After a tumultuous and violent 1968, a year filled with assassinations, riots, wars and general social unrest, the country needed a respite.

Enter 1969, perhaps the greatest summer in American history. After the bloodletting of the previous year, it was time for some unifying events and feel-good moments.

As an eight-year-old who had just been shocked into submission through endless negative, and violent images throughout 1968, 1969 came in, rescued my psyche and allowed me to resume my childhood.

The good times had returned. It was the first year I got to hang out with the older kids on the block, racing bikes, playing wiffle-ball, swimming and listening to FM radio for the first time.

Nothing seemed beyond our grasp that summer—nothing. We were young and we were invincible, as Pat Benatar would go on to say.

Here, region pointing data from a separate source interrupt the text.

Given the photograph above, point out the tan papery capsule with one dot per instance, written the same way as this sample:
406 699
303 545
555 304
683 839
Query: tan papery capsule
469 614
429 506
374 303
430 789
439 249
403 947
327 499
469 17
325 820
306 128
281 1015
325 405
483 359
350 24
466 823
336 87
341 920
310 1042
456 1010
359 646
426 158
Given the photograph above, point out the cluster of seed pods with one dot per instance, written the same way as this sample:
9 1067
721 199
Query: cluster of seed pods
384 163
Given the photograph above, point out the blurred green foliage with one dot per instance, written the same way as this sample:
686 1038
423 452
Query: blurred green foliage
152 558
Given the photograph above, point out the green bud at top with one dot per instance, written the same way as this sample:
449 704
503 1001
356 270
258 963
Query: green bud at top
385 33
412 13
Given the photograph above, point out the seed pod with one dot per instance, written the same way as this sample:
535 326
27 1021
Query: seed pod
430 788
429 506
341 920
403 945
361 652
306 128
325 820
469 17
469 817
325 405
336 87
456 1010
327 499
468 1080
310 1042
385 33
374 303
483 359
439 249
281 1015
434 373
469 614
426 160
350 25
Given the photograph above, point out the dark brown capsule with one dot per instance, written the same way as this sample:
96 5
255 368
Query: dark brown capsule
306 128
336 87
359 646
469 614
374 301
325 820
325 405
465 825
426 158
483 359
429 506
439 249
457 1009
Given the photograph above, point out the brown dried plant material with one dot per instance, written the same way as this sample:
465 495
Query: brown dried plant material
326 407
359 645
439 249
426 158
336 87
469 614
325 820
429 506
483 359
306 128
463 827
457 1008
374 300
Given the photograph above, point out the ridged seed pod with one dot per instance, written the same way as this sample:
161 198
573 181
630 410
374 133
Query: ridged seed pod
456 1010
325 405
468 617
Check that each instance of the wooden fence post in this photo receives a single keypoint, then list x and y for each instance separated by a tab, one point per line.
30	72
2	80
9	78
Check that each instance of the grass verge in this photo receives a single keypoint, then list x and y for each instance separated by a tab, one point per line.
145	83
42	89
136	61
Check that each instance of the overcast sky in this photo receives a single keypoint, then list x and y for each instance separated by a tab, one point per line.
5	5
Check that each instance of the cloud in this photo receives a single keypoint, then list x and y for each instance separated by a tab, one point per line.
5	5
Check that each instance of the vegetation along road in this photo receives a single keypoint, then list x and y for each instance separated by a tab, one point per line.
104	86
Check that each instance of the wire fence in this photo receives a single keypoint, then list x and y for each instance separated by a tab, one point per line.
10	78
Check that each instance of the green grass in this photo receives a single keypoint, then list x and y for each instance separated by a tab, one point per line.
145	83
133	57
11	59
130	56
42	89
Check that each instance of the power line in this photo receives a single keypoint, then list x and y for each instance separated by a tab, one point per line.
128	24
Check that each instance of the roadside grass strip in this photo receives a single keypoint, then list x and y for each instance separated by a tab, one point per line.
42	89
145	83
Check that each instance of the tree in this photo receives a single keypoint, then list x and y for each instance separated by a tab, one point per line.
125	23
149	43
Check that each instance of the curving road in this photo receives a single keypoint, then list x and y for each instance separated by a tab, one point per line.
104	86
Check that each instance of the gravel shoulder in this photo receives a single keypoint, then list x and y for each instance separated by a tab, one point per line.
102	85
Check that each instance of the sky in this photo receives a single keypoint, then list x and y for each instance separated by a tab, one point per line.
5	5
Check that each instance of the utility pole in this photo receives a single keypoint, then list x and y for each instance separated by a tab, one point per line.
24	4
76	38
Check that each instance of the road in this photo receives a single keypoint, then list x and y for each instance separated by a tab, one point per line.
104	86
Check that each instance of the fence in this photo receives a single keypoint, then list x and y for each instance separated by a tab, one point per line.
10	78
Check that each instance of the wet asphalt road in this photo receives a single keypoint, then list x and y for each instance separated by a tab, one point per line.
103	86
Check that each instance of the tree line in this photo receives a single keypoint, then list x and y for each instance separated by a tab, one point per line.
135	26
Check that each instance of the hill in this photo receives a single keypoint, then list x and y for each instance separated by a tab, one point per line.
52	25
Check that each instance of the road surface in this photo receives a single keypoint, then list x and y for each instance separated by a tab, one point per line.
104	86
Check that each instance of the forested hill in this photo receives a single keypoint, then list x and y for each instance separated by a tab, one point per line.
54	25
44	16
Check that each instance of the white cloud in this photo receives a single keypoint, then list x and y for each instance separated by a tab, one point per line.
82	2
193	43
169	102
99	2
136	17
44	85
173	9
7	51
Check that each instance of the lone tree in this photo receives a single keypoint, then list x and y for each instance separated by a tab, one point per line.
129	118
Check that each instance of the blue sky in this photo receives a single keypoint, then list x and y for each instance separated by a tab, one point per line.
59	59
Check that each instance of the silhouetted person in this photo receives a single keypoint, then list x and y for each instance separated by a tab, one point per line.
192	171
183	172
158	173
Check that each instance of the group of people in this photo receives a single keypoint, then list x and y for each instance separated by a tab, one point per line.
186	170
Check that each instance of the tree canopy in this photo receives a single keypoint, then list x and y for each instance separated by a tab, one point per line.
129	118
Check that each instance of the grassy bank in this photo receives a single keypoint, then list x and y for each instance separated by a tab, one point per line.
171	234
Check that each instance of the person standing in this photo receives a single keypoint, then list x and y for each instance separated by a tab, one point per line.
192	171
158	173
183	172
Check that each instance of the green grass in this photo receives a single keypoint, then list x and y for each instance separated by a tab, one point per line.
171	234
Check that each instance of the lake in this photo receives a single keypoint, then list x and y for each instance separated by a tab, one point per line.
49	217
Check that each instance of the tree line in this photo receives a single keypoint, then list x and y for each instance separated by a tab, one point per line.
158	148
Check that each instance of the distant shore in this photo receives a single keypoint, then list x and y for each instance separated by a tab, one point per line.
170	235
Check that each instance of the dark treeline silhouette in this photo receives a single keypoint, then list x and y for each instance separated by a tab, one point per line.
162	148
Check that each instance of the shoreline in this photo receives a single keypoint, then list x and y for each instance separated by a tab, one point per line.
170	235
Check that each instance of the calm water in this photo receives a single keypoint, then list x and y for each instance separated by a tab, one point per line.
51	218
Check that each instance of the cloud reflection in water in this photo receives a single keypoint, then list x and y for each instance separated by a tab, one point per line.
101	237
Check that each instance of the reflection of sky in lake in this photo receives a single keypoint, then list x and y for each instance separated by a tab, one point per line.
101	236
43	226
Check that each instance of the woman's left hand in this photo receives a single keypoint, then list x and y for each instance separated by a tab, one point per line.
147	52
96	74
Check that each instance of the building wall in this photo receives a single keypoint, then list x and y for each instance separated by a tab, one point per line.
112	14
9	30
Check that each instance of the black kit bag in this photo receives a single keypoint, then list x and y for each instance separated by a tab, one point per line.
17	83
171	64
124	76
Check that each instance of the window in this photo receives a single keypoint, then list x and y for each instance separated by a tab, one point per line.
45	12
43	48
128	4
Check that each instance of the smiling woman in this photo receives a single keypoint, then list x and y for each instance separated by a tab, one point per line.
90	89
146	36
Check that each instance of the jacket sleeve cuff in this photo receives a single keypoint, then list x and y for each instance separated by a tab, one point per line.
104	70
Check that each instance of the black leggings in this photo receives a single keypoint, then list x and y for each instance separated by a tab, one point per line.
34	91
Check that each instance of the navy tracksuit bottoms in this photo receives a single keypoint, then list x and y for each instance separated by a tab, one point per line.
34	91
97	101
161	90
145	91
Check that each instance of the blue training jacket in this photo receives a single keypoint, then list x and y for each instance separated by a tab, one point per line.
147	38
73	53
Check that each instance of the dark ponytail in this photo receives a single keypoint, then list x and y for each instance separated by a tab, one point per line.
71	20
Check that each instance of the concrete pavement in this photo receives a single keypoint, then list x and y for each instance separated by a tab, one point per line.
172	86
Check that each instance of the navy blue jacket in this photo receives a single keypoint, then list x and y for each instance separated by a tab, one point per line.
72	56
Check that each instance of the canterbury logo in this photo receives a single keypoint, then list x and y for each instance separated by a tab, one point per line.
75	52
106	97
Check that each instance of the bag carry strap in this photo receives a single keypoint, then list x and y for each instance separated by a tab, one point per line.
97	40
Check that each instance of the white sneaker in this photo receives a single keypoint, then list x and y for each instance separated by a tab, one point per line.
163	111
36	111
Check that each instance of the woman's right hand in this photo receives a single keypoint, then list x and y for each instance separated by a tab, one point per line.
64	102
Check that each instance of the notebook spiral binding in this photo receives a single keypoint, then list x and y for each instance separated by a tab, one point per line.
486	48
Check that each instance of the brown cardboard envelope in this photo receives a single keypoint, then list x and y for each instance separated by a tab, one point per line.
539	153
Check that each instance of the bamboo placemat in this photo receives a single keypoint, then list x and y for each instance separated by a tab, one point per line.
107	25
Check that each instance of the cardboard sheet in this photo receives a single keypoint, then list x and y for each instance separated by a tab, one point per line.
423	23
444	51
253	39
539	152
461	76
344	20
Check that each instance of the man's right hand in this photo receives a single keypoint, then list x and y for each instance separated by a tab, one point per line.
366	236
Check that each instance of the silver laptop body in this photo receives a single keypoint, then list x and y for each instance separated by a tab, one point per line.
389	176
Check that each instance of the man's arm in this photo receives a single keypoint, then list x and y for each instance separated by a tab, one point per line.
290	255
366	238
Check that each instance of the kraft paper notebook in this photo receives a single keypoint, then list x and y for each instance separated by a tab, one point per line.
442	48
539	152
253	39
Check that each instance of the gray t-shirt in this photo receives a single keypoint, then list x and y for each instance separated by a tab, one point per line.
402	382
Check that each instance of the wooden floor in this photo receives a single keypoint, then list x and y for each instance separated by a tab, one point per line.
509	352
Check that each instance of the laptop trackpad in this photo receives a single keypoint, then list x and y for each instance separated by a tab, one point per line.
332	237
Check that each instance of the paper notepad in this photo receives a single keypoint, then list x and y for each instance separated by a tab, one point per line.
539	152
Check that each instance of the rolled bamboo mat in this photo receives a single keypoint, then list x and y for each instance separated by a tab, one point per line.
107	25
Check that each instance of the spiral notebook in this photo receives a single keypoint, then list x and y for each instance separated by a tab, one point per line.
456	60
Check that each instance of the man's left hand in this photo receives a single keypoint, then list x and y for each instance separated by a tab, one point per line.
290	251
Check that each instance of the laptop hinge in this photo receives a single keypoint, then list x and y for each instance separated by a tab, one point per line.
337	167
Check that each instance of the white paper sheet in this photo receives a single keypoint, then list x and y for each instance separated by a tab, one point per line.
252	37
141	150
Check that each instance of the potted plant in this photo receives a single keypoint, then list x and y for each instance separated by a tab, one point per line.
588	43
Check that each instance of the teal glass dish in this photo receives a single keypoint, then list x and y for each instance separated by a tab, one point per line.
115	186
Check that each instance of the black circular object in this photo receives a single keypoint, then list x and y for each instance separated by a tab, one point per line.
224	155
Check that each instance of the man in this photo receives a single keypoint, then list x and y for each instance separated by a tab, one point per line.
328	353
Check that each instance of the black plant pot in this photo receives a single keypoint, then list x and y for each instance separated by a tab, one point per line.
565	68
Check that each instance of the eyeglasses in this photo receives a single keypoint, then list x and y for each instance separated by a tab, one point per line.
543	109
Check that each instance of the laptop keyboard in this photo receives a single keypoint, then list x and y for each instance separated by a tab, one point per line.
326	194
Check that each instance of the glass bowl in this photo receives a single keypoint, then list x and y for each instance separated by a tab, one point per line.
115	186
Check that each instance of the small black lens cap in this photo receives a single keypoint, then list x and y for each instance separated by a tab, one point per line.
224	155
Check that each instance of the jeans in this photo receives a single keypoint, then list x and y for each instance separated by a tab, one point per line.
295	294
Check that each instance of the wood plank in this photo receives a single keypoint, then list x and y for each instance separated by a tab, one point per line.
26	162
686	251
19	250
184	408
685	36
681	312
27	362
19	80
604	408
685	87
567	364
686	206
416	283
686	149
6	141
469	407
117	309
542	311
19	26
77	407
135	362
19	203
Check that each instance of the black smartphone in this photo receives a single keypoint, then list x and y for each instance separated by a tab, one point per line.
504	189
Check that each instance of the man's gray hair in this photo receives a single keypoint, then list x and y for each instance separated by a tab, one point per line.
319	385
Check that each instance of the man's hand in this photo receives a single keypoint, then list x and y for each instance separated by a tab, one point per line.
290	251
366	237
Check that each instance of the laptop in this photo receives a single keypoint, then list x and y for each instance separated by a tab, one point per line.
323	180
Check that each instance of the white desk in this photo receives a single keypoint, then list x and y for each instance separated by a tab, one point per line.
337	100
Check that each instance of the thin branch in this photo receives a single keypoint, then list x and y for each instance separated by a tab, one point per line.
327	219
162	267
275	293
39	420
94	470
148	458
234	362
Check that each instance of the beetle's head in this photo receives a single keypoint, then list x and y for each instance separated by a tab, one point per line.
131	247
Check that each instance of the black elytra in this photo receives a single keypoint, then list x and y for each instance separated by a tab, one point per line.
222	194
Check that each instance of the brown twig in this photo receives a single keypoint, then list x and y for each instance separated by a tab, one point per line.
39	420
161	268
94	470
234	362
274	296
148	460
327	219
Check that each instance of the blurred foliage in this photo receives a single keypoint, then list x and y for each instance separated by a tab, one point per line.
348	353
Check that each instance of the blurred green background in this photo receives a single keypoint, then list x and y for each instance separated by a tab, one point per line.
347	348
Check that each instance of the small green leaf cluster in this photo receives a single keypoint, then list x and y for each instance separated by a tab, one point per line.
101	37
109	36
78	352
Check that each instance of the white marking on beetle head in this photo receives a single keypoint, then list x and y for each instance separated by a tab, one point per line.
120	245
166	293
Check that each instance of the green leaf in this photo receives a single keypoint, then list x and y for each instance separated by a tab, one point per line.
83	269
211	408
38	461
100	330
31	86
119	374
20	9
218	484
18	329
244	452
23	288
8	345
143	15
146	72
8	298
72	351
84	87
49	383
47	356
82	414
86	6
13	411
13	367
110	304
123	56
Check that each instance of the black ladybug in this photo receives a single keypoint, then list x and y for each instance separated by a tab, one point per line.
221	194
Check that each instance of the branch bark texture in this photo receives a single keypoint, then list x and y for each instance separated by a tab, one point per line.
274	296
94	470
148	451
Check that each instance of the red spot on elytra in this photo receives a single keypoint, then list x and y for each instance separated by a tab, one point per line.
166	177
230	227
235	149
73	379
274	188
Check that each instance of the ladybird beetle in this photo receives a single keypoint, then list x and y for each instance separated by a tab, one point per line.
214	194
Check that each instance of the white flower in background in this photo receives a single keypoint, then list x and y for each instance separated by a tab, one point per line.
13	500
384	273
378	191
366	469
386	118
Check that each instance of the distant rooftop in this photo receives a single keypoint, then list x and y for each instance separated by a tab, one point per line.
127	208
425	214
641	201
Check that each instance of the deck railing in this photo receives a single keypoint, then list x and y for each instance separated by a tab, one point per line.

We went to the moon, a feat once thought impossible. I sat with my brother and sister in front of our black-and-white Muntz and watched Neil Armstrong walk on the lunar surface.

There was Woodstock, the music festival that drew a half-million people on Max Yasger's farm in Bethel, NY. Acts such as Janis Joplin, The Who and Jimi Hendrix were pushing the envelope of live performance. 

I wanted to grow my hair long right then and there and start a band. If we were older, you could bet my brother and I and our friends would have been there.

The Mets were our team. We lived in Flushing and Shea Stadium was practically in our backyard. We loved the Mets, but we never thought we'd ever see a winning team, but here were the Mets right in the thick of the pennant race.

If you're a kid and you live and die by your team, this was beyond awesome.

Everything that summer just seemed to click. I've had some great summers since, but I don't think anything could ever match the feel of '69. The optimism, the attitudes—it just seemed like a giant light went on.  American culture would never be the same.

Bryan Adams, you were dead on—it was the best year of our lives.